Re: CGI.pm Authentication
by btrott (Parson) on Jun 17, 2000 at 01:05 UTC
    I don't know if you can do this w/ CGI.pm, actually. You'd need to set up the authentication in your webserver configs or in .htaccess. Then your script would only actually receive the request if the user is authenticated properly.

    In which case you can get the username out of the REMOTE_USER environment variable, but you won't be able to get the password unless you're using mod_perl.

    In any case, you should take a look at this older thread: Getting username and password from the URL.

      Thanks for the link, this is a starting point. Yes, I'm using mod_perl. The reason I asked this is that I have a PHP application that authenticates via a MySQL database (a table with usernames and encrypted passwords). PHP does pretty good WWW Authentication, you can get at the supplied parameters via $PHP_AUTH_USER and $PHP_AUTH_PW (after sending a 401 header).
      I already tried to use Apache::AuthDBI, but the problem is that the passwords in the database are MySQL-encrypted, and Apache::AuthDBI prefers plain text or crypt(8) passwords. Bad luck. But with that Apache->request stuff I think it can be done. I'll give it a try.
        Why not use mod_auth_mysql? You can then use MySQL-encrypted passwords with no problem.

        Note that there are some quirks in mod_auth_mysql, one of which is that the Auth_MySQL_Empty_Passwords directive does the opposite of what it's supposed to. Another quirk is that usernames are compared case-insensitively.
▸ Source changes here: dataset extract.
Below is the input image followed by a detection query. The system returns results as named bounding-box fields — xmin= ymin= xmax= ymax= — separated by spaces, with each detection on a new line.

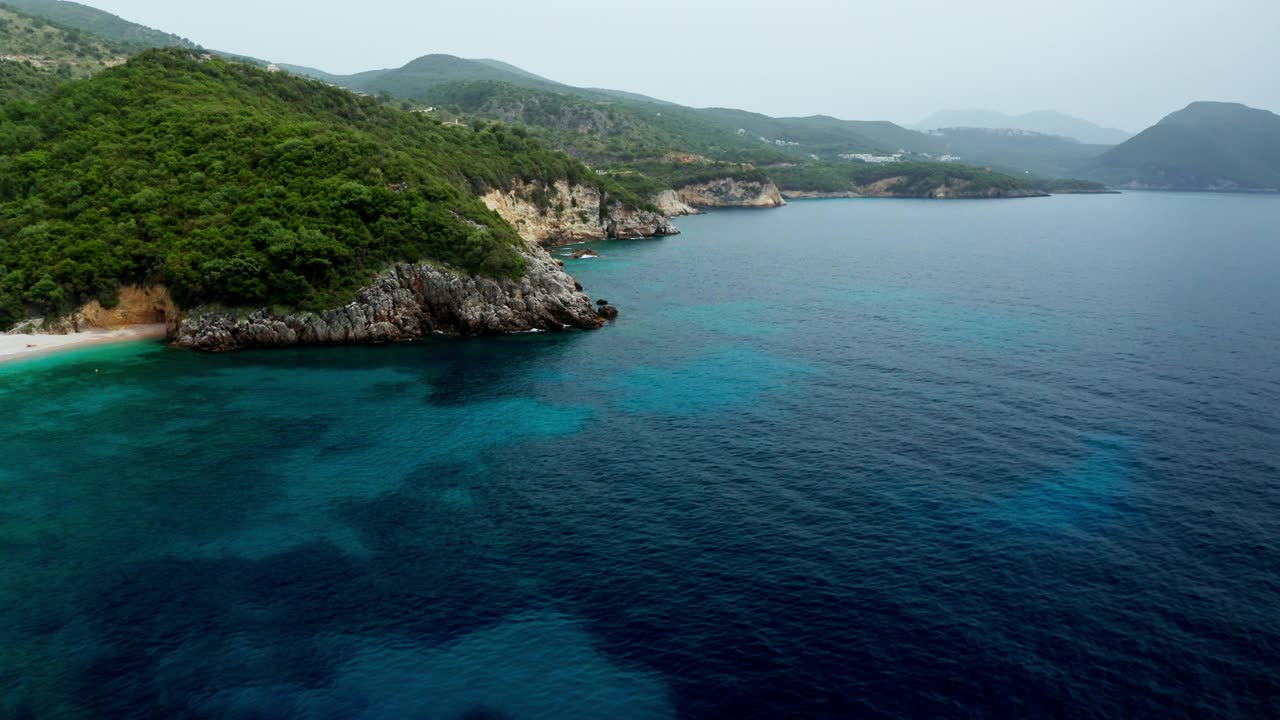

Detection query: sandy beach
xmin=0 ymin=324 xmax=167 ymax=364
        I've hacked my copy of mod_auth_mysql so that it fixes these problems (and actually adds case-insensitivity as a feature). Let me know if you want it. These things may not affect you of course, so you may not need my version.

RE: CGI.pm Authentication
by Anonymous Monk on Jun 17, 2000 at 20:20 UTC
    Each request passes through several stages in the web server. Authentication and authorisation happen before the CGI script is run and, in fact, the web server does not pass the password to the CGI program at all (that could lead to security problems).

    You'll need to add mod_perl handlers for this. Look at The mod_perl Guide for more info.

    You can do it with FastCGI too, I believe. I think FastCGI supports authentication as well as normal request handling. Information on that would probably come from the fastcgi.com web site.